Claudio Zemp
Une véritable course aux armements est engagée depuis quelques années, affirme Franco Cerminara, Chief Consulting Officer de la société Infoguard spécialisée dans la cybersécurité. Dans son intervention, il décrit les cybercriminels comme des entreprises bien organisées et spécialisées qui ne sont pas si dissemblables de leurs victimes potentielles, les PME suisses ou les caisses de pensions. Il s’agit donc de mieux se protéger que son voisin et de ne laisser aucune porte ouverte aux attaquants sur Internet. Le thème de la cyber-résilience est essentiel et doit figurer en tête de l’agenda du conseil de fondation.
«You are hacked!»
Franco Cerminara cite des exemples réels d’atteintes à la sécurité survenus ces dernières années. Le pire des scénarios est celui où les pirates réussissent à paralyser une entreprise. Jusqu’à présent, on connaît surtout des cas d’entreprises industrielles qui ont dû interrompre leur activité pendant plusieurs semaines suite à une attaque. En général, les pirates bloquent l’accès aux données et les cryptent, puis prennent contact avec les victimes de l’attaque pour les soumettre à un chantage. Il est donc recommandé aux entreprises de préparer un plan d’urgence en 8 points (voir encadré). A titre préventif, il faut également investir dans la formation des collaborateurs et la détection des attaques éventuelles. Mais ce n’est qu’une bataille à moitié gagnée. En effet, il se passe souvent trop de temps avant qu’une entreprise ne se rende compte qu’elle a été attaquée. Malheureusement, en raison d’une stratégie de backup insuffisante ou inexistante, environ deux tiers des cas donnent lieu au versement d’une rançon, généralement en cryptomonnaies, précise Franco Cerminara. Ces flux d’argent sont extrêmement difficiles à retracer. Une fois le paiement effectué, la clé de chiffrement des données cryptées est restituée aux victimes et les données peuvent être restaurées.
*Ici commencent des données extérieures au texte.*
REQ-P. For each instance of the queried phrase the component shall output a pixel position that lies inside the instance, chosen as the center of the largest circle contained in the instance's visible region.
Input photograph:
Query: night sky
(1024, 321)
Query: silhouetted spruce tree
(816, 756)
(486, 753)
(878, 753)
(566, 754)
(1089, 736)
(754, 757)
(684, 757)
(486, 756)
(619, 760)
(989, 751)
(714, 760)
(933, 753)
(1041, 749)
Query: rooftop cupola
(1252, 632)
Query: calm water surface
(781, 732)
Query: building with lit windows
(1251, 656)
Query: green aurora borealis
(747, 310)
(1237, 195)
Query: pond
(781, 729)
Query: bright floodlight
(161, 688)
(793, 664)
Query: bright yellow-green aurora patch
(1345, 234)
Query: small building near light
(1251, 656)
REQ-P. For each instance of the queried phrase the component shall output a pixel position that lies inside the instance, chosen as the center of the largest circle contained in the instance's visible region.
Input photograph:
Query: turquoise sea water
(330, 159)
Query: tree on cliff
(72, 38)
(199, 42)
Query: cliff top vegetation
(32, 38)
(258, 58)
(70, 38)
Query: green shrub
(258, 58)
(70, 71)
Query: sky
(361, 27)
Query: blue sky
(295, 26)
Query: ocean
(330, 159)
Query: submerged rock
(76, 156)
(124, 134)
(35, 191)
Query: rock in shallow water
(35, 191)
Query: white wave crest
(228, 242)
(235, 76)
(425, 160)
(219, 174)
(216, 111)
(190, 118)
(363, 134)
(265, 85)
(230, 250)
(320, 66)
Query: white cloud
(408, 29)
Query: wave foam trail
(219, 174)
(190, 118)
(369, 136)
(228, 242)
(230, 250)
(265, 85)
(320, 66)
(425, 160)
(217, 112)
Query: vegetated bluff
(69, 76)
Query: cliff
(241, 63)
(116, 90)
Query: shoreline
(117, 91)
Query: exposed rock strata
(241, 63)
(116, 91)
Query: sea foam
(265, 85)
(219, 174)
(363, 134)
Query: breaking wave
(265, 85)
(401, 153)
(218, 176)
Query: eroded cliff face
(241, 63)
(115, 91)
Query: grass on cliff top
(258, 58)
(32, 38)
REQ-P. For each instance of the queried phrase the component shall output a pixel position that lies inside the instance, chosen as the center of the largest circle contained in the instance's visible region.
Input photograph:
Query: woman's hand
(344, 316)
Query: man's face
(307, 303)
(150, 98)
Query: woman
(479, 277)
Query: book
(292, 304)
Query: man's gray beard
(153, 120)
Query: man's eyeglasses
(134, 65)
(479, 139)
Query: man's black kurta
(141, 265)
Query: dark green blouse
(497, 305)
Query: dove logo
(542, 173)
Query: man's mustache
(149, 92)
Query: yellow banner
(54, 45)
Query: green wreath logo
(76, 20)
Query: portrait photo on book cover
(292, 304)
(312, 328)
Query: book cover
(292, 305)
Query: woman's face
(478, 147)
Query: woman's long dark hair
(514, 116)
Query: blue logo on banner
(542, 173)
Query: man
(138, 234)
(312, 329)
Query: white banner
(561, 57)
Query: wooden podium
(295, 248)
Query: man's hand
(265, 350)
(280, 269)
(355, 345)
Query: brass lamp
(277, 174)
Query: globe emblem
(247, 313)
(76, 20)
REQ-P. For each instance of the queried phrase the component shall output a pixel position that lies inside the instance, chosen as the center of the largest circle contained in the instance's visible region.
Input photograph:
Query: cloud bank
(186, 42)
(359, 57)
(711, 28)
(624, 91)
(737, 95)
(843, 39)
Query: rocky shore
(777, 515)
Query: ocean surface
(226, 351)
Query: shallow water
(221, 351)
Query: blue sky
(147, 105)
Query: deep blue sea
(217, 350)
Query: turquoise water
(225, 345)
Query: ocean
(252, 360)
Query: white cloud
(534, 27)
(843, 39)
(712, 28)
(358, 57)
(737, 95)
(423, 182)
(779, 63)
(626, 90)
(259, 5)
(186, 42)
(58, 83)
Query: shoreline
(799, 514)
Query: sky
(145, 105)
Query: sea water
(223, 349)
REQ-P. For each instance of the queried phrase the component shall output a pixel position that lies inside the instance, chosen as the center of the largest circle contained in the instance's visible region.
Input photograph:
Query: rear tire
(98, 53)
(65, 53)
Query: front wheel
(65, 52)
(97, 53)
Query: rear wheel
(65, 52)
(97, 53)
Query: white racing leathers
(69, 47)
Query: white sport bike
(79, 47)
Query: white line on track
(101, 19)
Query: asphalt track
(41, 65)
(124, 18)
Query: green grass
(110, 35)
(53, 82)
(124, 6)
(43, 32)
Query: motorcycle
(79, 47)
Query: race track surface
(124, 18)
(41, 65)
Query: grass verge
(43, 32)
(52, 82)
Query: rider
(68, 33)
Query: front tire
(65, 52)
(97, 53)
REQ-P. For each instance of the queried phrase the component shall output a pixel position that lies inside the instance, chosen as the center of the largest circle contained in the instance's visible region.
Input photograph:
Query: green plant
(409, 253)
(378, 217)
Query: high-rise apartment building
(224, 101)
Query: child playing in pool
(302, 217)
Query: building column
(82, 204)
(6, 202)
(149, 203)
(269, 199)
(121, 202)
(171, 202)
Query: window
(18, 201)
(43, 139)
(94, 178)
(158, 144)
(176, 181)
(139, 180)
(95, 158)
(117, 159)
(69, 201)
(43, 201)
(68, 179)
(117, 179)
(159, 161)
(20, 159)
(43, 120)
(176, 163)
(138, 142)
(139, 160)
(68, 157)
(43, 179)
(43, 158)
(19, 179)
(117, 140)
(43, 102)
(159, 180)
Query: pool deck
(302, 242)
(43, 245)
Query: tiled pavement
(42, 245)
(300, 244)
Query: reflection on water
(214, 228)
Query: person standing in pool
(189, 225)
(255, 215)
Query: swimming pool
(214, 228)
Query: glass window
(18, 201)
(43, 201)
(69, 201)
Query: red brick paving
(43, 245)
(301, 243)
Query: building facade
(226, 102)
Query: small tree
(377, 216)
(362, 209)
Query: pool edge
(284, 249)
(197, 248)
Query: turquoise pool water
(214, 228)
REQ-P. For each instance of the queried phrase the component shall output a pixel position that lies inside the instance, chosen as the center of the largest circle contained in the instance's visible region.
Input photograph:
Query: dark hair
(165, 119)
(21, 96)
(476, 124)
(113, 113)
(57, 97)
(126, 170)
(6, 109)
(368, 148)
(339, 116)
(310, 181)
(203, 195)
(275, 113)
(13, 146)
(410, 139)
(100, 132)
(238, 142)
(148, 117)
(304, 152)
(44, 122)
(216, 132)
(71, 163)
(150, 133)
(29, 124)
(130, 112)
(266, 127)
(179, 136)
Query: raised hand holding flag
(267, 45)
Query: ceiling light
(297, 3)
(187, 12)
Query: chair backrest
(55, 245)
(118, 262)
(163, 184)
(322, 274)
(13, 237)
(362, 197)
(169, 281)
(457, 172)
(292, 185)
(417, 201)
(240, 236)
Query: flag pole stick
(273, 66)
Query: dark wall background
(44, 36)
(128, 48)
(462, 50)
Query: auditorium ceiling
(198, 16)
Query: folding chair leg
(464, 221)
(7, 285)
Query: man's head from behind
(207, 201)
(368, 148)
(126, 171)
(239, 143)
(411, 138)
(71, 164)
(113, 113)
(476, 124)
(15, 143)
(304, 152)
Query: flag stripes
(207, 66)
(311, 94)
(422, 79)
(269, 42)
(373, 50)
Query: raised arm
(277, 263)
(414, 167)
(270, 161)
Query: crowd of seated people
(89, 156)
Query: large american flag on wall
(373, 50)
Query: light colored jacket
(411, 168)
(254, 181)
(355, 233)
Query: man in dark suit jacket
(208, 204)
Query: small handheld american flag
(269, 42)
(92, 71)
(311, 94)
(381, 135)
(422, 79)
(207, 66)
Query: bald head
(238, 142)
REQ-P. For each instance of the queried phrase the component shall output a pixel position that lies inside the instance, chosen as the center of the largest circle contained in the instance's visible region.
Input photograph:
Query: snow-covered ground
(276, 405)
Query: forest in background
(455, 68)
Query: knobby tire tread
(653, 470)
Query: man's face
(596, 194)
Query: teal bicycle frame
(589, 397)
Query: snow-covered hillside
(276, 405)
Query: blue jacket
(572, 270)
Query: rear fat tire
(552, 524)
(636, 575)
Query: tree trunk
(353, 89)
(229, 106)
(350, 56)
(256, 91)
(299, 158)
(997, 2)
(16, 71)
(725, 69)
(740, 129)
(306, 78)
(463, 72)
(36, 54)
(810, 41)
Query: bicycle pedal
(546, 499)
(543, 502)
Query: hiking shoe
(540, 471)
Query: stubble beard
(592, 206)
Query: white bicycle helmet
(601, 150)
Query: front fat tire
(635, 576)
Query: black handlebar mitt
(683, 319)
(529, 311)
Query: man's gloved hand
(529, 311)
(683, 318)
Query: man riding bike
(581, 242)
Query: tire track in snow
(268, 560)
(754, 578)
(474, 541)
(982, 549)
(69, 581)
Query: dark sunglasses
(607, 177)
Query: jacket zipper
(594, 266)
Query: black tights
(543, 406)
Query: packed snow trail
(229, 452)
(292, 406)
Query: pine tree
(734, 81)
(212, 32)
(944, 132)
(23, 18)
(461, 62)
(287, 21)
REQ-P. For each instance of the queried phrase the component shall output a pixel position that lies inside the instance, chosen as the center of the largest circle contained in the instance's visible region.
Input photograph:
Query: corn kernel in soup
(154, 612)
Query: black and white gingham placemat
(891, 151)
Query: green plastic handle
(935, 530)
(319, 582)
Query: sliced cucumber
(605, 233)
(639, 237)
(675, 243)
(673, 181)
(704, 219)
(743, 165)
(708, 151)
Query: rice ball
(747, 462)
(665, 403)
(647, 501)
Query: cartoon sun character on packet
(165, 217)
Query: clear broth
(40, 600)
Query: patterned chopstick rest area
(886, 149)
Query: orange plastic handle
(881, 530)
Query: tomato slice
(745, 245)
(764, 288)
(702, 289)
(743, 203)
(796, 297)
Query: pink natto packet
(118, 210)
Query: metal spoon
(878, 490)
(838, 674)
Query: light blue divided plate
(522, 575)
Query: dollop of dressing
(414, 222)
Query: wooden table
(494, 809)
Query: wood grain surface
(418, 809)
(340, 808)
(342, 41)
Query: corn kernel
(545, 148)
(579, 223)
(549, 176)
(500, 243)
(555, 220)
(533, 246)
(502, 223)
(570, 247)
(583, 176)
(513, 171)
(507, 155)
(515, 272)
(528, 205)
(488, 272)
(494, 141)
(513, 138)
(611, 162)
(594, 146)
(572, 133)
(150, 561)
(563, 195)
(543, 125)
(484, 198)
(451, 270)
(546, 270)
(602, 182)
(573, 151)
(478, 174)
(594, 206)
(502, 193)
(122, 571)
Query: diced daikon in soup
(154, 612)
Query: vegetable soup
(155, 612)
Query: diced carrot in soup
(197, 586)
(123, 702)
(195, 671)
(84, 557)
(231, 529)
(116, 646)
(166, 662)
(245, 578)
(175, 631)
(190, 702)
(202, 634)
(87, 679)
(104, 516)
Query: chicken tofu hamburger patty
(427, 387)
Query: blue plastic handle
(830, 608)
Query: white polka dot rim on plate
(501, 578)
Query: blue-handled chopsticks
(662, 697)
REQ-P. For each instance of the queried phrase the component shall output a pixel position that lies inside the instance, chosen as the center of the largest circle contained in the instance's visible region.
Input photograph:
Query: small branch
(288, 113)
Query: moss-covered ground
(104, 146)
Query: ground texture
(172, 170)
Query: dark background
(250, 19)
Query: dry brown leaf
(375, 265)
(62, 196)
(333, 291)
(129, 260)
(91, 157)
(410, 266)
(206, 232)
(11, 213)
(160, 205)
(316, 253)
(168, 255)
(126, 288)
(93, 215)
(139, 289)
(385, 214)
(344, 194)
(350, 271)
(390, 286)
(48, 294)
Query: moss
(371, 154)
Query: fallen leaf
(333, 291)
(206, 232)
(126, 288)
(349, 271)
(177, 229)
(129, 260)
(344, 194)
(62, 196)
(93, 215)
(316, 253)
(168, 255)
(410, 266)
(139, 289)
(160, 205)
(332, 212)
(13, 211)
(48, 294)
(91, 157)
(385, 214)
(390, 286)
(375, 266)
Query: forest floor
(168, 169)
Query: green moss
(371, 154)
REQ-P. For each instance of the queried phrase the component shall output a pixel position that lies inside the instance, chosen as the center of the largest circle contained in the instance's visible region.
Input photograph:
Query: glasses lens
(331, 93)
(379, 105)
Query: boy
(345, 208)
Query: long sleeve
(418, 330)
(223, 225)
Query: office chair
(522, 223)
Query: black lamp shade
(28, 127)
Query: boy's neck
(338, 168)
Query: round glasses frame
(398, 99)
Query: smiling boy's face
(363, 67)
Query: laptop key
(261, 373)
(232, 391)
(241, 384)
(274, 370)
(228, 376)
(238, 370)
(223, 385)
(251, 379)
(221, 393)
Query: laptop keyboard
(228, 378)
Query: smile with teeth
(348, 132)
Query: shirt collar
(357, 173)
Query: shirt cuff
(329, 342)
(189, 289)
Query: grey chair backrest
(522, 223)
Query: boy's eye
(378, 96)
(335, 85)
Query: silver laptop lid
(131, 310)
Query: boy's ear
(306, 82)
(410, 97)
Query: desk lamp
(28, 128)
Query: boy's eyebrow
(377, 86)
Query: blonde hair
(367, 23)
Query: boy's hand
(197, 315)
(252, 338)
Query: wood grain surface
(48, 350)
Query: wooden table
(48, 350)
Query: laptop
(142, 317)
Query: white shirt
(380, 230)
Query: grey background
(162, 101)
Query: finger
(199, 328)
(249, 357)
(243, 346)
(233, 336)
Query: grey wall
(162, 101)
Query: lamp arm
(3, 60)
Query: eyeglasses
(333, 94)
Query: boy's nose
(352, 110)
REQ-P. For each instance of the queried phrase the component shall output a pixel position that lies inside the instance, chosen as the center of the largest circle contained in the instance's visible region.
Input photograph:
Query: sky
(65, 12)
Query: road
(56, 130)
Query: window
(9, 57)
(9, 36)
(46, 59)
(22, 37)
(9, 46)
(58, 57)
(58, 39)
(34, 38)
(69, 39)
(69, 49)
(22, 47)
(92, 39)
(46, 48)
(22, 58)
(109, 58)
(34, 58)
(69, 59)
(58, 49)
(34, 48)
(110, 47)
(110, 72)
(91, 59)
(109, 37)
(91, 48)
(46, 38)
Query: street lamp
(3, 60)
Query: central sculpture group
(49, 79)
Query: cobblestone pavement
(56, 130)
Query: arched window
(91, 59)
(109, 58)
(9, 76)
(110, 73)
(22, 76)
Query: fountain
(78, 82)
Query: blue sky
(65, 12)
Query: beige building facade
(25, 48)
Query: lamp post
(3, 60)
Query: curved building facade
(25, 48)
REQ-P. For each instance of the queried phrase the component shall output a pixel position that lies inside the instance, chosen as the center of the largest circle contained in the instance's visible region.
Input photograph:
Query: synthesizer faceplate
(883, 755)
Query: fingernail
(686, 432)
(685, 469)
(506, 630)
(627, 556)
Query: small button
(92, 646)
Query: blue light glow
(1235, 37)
Les primes d’assurance explosent
Lors du débat qui a suivi, le spécialiste en sécurité Franco Cerminara a discuté avec Beat Zuberbühler, responsable des services centraux à l’Asga, et Till Siegmann, conseiller Special Risks chez Kessler. Le débat a été animé par Bernhard Nitz, membre du conseil de fondation de Profond. Les attaques quotidiennes sont une réalité, confirme Beat Zuberbühler. Le thème de la cyber-résilience figure depuis des années à l’agenda du conseil de fondation. Le problème est qu’il est devenu beaucoup plus difficile de se procurer une couverture d’assurance. Il y a quelques années, on pouvait encore s’assurer contre les cyberattaques pour un montant forfaitaire auprès de certains assureurs spécialisés. C’est devenu plus compliqué et surtout plus cher. En raison des nombreux cas, les primes ont explosé mais le montant couvert a diminué et certains risques ont été exclus. Les caisses de pensions doivent donc se demander s’il ne vaut pas mieux investir dans leur propre sécurité informatique. Il est également périlleux de constituer des réserves supplémentaires dans l’éventualité d’une attaque, car les conditions réglementaires ne le permettent pas.
Till Siegmann, courtier dans le domaine de la cyberassurance, confirme la forte demande et l’appétit modéré des assureurs pour les souscriptions. Ces dernières années, les hausses de primes se sont élevées à un pourcentage à deux chiffres. Le marché se situe aujourd’hui à un tournant. C’est pourquoi les entreprises sont obligées d’investir en premier lieu dans leur sécurité informatique, conseille-t-il. C’est d’ailleurs également important pour les assureurs qui vérifient qu’un client ait bien pris des mesures suffisantes avant de lui soumettre une offre. Les PME font ainsi l’objet de vérifications détaillées par les assureurs: ont-elles mis en place une sauvegarde hors connexion, les données sont-elles segmentées et les «joyaux de la couronne» sont-ils sécurisés de manière séparée? Plus le niveau de sécurité est élevé, mieux le risque pourra être assuré.
Sensibilisation des collaborateurs
Malgré toute l’automatisation qui existe, l’humain continue à jouer un rôle central dans la défense contre les cyberattaques et la prévention. Beat Zuberbühler décrit les collaborateurs comme le maillon le plus fort de la chaîne de sécurité. La sensibilisation permet selon lui d’éviter beaucoup d’ennuis. Franco Cerminara ajoute que le «finger pointing» ne sert à rien une fois qu’un incident a été détecté. Vouloir désigner des responsables n’est utile pour personne et n’a généralement qu’une importance secondaire au vu des problèmes considérables qui résultent d’une cyberattaque.